Engineering the Ideal Membrane for in vitro Tissue Barrier and Cellular Co-Culture Models

January 24, 2022

Thomas Gaborski, Rochester Institute of Technology

Physiologically relevant in vitro tissue barrier and co-culture models are instrumental in investigating the mechanisms of drug delivery, leukocyte transmigration, cancer metastasis, and cell-cell communication during disease progression. Porous substrates are an indispensable part of many barrier model and tissue-on-chip platforms, but are largely treated as just another off-the-shelf component. Our laboratory has developed a variety of ultrathin and optically transparent nano- and micro-porous membranes to better to understand the ideal properties for these systems. We investigated engineering pore size and pore spacing to tune and control cell-substrate and cell-cell interactions. We found that reducing pore-pore spacing generally weakens cell-substrate interactions, as evidenced by fewer focal adhesions and reduced nuclear YAP in endothelial and mesenchymal stem cells, similarly to very soft substrates. On the other hand, endothelial cells on these same membranes have enhanced cell-cell interactions with more robust ZO-1 labeling, confirming a trade-off between cell-cell and cell-substrate interactions during monolayer formation. We further demonstrated that micron and submicron pore size influence early cell-substrate interaction and behavior in terms of migration and the associated extracellular matrix deposition and fibrillogenesis.

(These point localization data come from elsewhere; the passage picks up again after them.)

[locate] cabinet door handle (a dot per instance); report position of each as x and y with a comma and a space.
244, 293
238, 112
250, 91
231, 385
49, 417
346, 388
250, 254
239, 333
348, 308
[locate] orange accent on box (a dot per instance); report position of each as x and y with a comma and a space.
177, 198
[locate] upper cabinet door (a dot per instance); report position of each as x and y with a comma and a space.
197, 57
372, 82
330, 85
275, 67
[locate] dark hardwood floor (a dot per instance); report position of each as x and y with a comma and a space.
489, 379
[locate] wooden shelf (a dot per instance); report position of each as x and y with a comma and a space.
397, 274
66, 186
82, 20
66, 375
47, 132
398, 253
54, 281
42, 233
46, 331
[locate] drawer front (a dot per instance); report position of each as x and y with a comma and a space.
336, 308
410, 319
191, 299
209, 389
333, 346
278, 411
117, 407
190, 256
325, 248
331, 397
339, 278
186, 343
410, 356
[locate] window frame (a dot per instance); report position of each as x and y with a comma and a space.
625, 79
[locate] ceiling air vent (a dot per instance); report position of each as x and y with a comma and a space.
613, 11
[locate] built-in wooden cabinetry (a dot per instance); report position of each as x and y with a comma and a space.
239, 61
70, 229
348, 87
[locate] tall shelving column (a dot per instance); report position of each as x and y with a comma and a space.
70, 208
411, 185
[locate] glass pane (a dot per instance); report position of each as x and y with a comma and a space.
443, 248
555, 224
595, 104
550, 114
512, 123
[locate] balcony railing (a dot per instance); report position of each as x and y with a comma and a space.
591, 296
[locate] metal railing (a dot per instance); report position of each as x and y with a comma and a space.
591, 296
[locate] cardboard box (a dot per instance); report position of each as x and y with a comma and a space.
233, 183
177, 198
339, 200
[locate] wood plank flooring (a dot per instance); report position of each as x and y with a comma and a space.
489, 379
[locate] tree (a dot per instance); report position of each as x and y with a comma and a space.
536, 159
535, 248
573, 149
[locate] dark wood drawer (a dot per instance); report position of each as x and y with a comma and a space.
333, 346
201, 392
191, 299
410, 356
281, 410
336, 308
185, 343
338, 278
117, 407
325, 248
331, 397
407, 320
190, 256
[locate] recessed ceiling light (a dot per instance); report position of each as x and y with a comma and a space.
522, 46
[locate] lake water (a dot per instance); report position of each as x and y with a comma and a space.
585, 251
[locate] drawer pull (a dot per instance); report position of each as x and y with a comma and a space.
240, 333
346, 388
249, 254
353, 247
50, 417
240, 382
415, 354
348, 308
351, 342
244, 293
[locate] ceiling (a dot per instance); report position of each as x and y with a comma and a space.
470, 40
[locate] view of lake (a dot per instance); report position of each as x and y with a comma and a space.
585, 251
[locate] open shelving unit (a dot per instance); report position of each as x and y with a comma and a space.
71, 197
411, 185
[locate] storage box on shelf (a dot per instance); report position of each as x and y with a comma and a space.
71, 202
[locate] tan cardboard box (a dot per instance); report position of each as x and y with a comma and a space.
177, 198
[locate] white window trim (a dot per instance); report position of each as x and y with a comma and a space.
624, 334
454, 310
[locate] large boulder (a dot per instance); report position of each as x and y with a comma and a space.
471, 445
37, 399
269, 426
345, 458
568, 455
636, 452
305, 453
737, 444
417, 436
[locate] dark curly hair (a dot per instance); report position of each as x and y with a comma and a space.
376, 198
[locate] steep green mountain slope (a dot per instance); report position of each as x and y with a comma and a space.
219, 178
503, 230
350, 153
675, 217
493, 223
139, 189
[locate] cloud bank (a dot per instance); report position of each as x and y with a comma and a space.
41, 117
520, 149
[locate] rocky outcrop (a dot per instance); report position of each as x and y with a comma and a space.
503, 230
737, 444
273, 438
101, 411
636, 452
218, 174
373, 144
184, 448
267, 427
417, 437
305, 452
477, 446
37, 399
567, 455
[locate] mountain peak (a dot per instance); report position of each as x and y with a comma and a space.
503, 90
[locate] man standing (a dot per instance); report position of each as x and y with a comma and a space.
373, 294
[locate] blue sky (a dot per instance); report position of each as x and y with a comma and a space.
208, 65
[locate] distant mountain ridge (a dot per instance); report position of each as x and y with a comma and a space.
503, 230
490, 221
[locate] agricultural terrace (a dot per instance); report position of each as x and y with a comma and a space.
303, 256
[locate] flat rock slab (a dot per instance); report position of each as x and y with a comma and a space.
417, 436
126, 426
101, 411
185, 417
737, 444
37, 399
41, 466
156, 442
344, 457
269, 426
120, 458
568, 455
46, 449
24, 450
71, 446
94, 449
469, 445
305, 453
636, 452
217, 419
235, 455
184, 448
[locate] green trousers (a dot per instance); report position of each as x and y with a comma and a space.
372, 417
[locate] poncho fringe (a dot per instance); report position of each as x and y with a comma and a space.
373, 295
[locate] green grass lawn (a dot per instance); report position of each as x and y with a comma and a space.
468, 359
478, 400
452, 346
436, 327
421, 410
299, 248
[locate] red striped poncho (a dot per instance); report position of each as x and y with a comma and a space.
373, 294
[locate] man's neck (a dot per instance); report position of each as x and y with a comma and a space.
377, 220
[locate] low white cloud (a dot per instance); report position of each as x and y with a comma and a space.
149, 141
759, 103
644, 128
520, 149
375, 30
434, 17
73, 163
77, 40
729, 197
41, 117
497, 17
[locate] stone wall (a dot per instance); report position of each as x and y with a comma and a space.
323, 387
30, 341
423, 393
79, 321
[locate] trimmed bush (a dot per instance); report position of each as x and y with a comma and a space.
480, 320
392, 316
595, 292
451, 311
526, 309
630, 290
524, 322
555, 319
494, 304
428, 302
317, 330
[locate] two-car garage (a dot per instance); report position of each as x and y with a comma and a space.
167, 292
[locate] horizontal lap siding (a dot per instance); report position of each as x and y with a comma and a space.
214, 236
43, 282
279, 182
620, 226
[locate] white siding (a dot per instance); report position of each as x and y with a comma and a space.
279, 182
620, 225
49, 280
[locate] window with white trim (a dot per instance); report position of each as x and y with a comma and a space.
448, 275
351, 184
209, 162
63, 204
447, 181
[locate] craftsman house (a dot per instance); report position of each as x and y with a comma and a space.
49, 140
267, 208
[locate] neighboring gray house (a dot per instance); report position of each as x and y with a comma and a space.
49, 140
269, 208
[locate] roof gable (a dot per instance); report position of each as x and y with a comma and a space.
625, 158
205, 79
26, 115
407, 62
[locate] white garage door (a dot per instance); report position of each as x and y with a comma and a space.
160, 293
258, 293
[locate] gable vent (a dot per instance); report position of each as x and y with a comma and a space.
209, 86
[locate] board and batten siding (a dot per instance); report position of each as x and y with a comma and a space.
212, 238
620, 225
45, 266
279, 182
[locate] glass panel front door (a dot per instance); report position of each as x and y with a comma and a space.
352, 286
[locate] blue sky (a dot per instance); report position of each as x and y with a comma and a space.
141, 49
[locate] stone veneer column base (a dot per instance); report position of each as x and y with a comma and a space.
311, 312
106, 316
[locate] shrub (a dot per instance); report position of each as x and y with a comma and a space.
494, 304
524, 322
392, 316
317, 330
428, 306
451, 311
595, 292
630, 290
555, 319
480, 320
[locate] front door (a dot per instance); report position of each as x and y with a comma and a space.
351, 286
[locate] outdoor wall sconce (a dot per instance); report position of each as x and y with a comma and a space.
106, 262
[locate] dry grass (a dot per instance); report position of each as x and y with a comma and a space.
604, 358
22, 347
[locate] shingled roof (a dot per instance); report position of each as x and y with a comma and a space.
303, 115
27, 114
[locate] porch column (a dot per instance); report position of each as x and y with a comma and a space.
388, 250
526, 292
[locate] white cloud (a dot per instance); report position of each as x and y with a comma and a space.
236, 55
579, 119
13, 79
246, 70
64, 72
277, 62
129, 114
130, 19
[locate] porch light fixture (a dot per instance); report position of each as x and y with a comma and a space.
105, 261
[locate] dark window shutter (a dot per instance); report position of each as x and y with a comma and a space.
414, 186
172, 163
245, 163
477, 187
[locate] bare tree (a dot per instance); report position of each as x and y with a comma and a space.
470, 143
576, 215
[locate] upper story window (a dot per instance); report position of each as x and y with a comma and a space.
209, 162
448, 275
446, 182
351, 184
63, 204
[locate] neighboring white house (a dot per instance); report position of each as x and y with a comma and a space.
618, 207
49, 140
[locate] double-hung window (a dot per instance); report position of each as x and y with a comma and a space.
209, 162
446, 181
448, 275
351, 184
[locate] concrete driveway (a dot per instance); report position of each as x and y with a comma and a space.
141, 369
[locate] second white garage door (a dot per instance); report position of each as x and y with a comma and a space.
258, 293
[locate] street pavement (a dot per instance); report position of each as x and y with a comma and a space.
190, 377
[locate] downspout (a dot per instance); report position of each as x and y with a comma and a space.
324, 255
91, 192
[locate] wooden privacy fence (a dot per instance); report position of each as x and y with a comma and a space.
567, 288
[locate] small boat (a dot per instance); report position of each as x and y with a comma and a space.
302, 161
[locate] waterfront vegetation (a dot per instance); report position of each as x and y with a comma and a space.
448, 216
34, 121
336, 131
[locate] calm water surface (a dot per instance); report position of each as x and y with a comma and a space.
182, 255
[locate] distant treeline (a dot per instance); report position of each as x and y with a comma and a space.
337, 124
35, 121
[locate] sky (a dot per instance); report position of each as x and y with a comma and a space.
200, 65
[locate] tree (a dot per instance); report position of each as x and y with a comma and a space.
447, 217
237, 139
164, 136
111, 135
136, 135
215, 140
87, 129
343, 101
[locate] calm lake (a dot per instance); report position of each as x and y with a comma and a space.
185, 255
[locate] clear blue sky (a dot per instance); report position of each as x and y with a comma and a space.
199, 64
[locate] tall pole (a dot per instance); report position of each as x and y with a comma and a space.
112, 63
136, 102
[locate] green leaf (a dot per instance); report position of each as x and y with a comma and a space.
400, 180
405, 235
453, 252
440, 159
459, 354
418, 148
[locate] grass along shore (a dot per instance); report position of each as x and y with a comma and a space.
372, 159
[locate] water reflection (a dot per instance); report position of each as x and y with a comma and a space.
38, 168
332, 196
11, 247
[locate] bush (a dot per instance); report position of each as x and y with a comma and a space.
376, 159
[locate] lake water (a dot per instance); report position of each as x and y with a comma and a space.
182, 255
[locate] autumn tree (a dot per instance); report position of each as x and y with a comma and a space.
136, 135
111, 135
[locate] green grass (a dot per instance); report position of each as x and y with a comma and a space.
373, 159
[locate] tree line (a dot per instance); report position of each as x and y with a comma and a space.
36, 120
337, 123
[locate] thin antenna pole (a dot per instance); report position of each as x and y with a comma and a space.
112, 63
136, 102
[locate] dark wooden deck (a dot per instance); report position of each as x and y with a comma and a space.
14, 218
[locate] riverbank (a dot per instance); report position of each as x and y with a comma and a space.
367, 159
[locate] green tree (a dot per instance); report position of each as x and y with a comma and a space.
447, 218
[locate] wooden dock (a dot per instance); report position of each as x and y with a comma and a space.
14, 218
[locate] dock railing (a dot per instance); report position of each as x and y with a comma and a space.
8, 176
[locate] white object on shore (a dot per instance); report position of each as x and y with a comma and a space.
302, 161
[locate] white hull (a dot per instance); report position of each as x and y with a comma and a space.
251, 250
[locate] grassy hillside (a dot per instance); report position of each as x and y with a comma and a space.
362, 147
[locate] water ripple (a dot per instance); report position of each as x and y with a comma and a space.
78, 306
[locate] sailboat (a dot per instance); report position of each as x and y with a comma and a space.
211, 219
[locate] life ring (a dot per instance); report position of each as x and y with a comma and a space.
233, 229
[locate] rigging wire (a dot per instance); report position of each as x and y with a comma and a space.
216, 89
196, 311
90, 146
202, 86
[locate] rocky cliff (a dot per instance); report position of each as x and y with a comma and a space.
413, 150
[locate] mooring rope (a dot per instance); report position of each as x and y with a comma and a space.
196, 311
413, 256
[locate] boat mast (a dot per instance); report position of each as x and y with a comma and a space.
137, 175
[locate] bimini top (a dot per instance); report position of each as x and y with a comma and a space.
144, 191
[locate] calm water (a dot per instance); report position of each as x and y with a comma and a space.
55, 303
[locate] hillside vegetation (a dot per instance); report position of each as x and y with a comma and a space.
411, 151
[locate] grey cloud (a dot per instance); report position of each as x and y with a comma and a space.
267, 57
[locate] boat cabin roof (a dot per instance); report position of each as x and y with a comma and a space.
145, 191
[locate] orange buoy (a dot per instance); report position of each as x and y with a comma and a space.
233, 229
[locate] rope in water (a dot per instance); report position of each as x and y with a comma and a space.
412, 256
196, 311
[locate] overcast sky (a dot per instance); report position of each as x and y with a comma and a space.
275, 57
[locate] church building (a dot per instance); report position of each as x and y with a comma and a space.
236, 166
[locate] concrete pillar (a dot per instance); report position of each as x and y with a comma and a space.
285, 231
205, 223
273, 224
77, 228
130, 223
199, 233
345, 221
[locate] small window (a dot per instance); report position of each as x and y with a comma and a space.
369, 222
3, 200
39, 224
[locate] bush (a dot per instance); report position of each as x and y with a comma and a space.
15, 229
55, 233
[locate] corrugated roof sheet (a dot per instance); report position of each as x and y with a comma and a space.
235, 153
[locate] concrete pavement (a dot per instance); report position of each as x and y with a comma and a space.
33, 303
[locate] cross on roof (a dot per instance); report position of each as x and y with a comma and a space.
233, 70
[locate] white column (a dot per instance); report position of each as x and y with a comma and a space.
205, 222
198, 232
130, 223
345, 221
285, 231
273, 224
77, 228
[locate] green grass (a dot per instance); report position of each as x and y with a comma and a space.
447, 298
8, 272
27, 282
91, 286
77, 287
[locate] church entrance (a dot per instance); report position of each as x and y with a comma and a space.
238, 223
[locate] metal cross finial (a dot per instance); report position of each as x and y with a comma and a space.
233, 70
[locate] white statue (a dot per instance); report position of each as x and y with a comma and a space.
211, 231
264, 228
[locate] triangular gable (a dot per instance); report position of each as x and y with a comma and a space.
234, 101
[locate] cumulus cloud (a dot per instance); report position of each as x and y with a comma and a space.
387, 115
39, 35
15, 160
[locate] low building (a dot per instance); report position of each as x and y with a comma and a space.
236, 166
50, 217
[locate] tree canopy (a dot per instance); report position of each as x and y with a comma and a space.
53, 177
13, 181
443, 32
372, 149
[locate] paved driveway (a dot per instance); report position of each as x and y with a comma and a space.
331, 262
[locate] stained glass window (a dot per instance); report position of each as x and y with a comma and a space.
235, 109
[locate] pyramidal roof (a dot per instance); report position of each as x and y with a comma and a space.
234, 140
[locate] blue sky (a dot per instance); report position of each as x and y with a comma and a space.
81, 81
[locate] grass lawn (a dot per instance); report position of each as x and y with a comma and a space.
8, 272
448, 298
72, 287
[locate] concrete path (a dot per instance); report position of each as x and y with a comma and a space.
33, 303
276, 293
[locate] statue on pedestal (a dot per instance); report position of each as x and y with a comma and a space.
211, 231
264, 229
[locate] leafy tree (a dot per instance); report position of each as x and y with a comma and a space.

These results suggest that membrane parameters can be engineered for specific cell types and tissues to promote improved in vitro barrier properties and potentially mimic softer tissue-like substrates.

From Cryo-EM of Microbial Pili to EM-based Nanotube Design

January 20, 2022

Fengbin Wang, University of Virginia

Abstract: In this seminar, Dr. Wang will first talk about cryo-EM studies of microbial pilis, particularly their roles in pathologies (bacterial T4P), microbial ecology (archaeal T4P), and bioenergetics(cytochrome nanowires). However, the biomaterial and biomedical applications of those fascinating filaments are limited by the fact that none of the microbial pili can self-assemble, and they were put together by massive transmembrane secretion systems.

Inspired by biological helical assemblies, Dr. Wang will present a few collaborative projects about bringing self assembled peptide-based nanotubes into biomaterial and biomedical applications, and then further discuss the crucial role of cryo-EM in the rational designs of nanotubes.